A largura dos anéis de crescimento das árvores reflete mudanças anuais na umidade do solo e os cientistas mostram que estão correlacionados com as secas e inundações registradas no início do período colonial espanhol e com as medições instrumentais atuais. O projeto, resultado de anos de colaboração, se junta aos atlas existentes na América do Norte, Ásia, Europa, Nova Zelândia e Austrália para entender as consequências negativas das secas no passado e a incidência cada vez mais documentada dos seres humanos no aquecimento global.
Clima e história
“O atlas fornece evidências de que os anos da rebelião de Tupac Catari e Tupac Amaru em 1780-81 foram precedidos por quase uma década de seca persistente e a consequente escassez potencial de alimentos em toda a região do Altiplano”, descreve Morales. No outro extremo estão, por exemplo, as inundações do rio Paraná em meados do século XVII, que destruíram quase metade de Santa Fé e obrigaram a relocalização da cidade, hoje capital da província de Entre Ríos. “Quando vemos no atlas de secas o ano de 1651, vemos que as condições eram extremamente úmidas em toda a região da bacia do Prata e da zona dos pampas, consistente com os dados históricos”, detalha.
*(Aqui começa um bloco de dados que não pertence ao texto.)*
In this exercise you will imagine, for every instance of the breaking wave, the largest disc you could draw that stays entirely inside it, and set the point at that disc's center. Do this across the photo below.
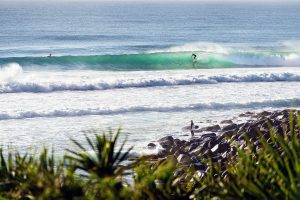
(13, 80)
(195, 107)
(213, 56)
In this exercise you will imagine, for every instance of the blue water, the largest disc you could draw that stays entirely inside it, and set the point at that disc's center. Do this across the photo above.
(37, 29)
(131, 64)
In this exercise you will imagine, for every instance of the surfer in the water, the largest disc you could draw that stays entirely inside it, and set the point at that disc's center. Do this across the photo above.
(192, 128)
(194, 56)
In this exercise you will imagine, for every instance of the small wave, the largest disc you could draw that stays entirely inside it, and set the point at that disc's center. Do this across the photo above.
(10, 71)
(193, 107)
(13, 81)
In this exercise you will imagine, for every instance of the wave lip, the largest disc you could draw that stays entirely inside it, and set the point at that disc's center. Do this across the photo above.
(215, 56)
(193, 107)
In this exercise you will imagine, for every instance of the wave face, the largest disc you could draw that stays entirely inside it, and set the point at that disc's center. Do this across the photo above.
(14, 80)
(211, 56)
(194, 107)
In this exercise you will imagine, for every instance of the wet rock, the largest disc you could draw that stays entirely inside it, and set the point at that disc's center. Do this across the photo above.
(209, 136)
(228, 121)
(151, 145)
(179, 172)
(210, 128)
(184, 159)
(230, 127)
(166, 142)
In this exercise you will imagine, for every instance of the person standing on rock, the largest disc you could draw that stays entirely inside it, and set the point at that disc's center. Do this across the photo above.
(192, 128)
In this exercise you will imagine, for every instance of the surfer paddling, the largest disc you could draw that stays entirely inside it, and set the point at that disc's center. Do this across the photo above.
(192, 128)
(194, 57)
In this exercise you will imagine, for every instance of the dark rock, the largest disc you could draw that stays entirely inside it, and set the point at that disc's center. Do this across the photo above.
(151, 145)
(184, 159)
(228, 134)
(166, 142)
(208, 136)
(193, 146)
(230, 127)
(210, 128)
(179, 172)
(200, 166)
(228, 121)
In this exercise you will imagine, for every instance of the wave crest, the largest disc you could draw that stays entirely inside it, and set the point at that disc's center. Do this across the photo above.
(194, 107)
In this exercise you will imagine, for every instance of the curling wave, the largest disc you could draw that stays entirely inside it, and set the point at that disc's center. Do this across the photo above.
(195, 107)
(162, 60)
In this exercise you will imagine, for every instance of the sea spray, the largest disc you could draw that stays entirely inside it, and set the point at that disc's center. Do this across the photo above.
(162, 60)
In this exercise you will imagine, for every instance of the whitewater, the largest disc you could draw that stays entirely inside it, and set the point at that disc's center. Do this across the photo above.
(122, 66)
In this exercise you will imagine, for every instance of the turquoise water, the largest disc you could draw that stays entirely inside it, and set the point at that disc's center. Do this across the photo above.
(131, 64)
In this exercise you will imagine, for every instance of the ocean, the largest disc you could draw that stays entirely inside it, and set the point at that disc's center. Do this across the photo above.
(130, 65)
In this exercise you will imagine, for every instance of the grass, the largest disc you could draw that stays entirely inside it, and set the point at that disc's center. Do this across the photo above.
(97, 171)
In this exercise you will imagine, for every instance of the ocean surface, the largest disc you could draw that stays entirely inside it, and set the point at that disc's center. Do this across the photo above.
(131, 65)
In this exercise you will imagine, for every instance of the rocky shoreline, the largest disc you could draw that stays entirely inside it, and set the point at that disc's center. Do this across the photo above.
(219, 142)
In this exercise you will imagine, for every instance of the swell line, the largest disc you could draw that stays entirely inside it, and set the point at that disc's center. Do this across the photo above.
(138, 109)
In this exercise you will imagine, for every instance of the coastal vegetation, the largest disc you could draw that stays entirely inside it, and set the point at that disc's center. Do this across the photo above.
(259, 159)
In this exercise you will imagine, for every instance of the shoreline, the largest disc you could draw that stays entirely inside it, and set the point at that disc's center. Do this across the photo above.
(219, 142)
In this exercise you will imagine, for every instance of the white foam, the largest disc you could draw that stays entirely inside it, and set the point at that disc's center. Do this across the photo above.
(196, 47)
(10, 71)
(136, 109)
(64, 82)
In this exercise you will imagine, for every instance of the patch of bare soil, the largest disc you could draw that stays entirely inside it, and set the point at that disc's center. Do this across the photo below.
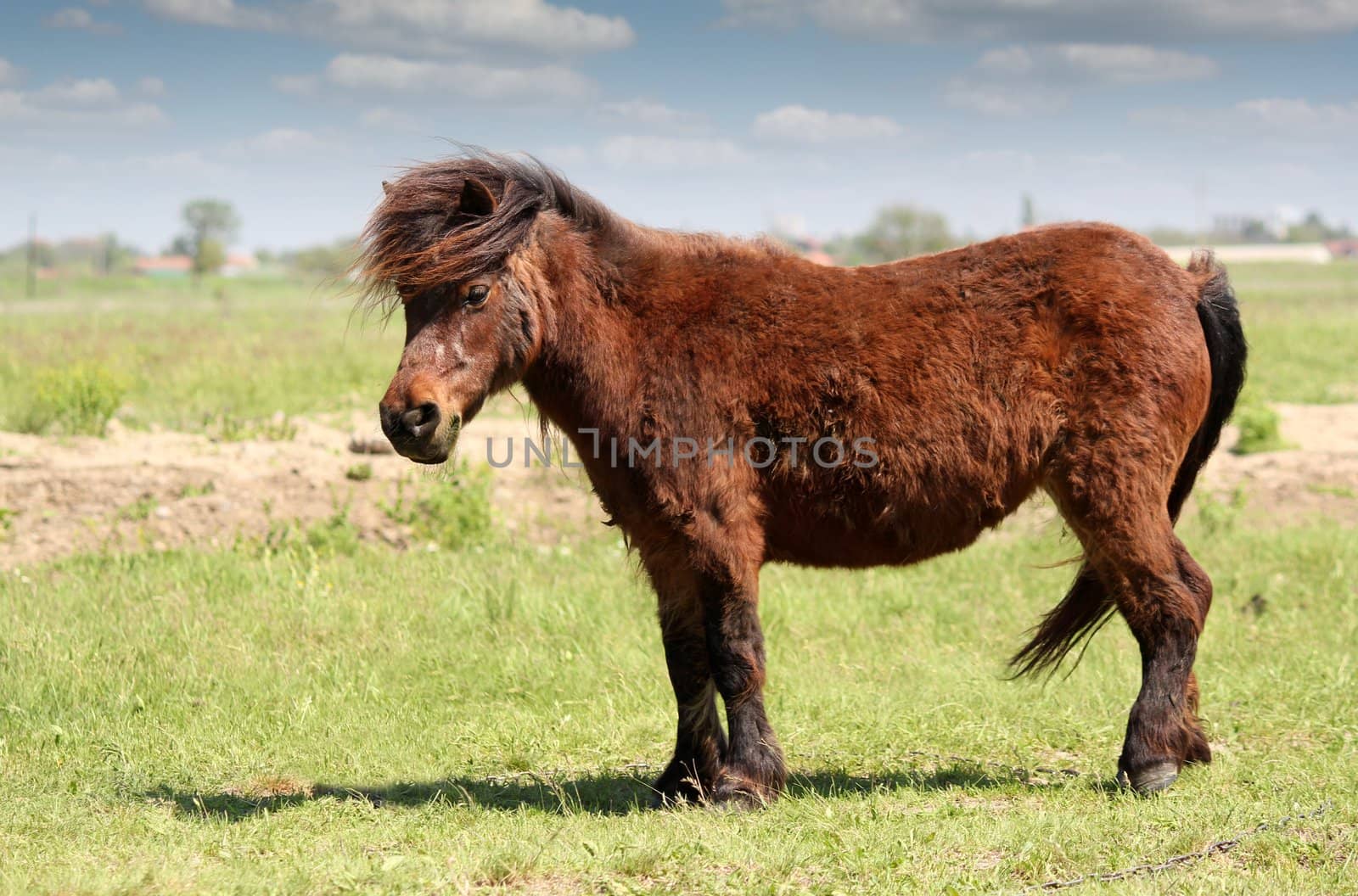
(136, 490)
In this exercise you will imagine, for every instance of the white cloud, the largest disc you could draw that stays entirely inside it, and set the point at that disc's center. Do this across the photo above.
(86, 104)
(384, 119)
(280, 142)
(81, 92)
(187, 163)
(466, 79)
(798, 124)
(8, 72)
(1100, 20)
(435, 27)
(296, 85)
(671, 153)
(654, 115)
(1290, 119)
(216, 13)
(441, 27)
(1002, 99)
(1134, 64)
(79, 20)
(1041, 79)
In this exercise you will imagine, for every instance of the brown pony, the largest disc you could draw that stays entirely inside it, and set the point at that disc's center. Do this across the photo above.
(735, 405)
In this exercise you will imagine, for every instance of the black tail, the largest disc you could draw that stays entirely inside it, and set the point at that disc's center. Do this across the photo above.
(1220, 318)
(1088, 604)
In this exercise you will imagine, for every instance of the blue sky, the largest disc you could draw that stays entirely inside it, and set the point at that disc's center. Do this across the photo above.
(735, 115)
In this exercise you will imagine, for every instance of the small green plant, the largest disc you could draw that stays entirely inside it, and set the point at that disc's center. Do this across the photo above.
(227, 427)
(74, 400)
(334, 535)
(197, 490)
(1260, 431)
(452, 512)
(1219, 516)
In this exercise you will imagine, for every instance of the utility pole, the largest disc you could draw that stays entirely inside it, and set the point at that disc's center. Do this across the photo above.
(33, 255)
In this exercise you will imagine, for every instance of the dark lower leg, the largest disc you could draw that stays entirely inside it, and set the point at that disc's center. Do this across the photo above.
(699, 743)
(754, 769)
(1159, 736)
Mais perto no tempo, as florestas andinas ficaram marcadas pela grande seca de 1968, que teve um grande impacto no Chile: a produção agrícola despencou 65% e o gado do país se reduziu a quase a metade. A ausência severa de precipitações se repetiu desde então em 1976-77, 1996-97, 2007-2008 e de 2010 a 2019.
A combinação do atlas sul-americano com o da Austrália e Nova Zelândia permite saber mais sobre a evolução climática do Hemisfério Sul, menos estudada que a do Norte, e as mudanças nas precipitações relacionadas à circulação atmosférica. Quando eventos como El Niño ou La Niña coincidem com a circulação de ventos em latitudes médias de 40 e 50 graus produzem secas ou condições úmidas espalhadas por todo o território.
Nas últimas décadas, de acordo com o pesquisador do Ianigla, a diminuição do ozônio fez com que o cinturão de ventos do oeste que circunda a Antártica se deslocasse em direção à periferia e que esses ventos carregados de umidade não entrassem no continente sul-americano, o que provocou menos chuvas no oeste da Patagônia e fez com que as árvores sofressem essa seca e crescessem menos.
“A América do Sul tem uma grande vulnerabilidade a eventos climáticos extremos”, alerta Morales, que acredita que o atlas deveria saltar o cerco da comunidade científica e interessar também os responsáveis pela elaboração de políticas sobre o impacto social, econômico e ambiental das mudanças climáticas. Os pesquisadores já estão trabalhando em uma segunda versão, que incluirá cronologias de árvores do Peru, Brasil e Colômbia.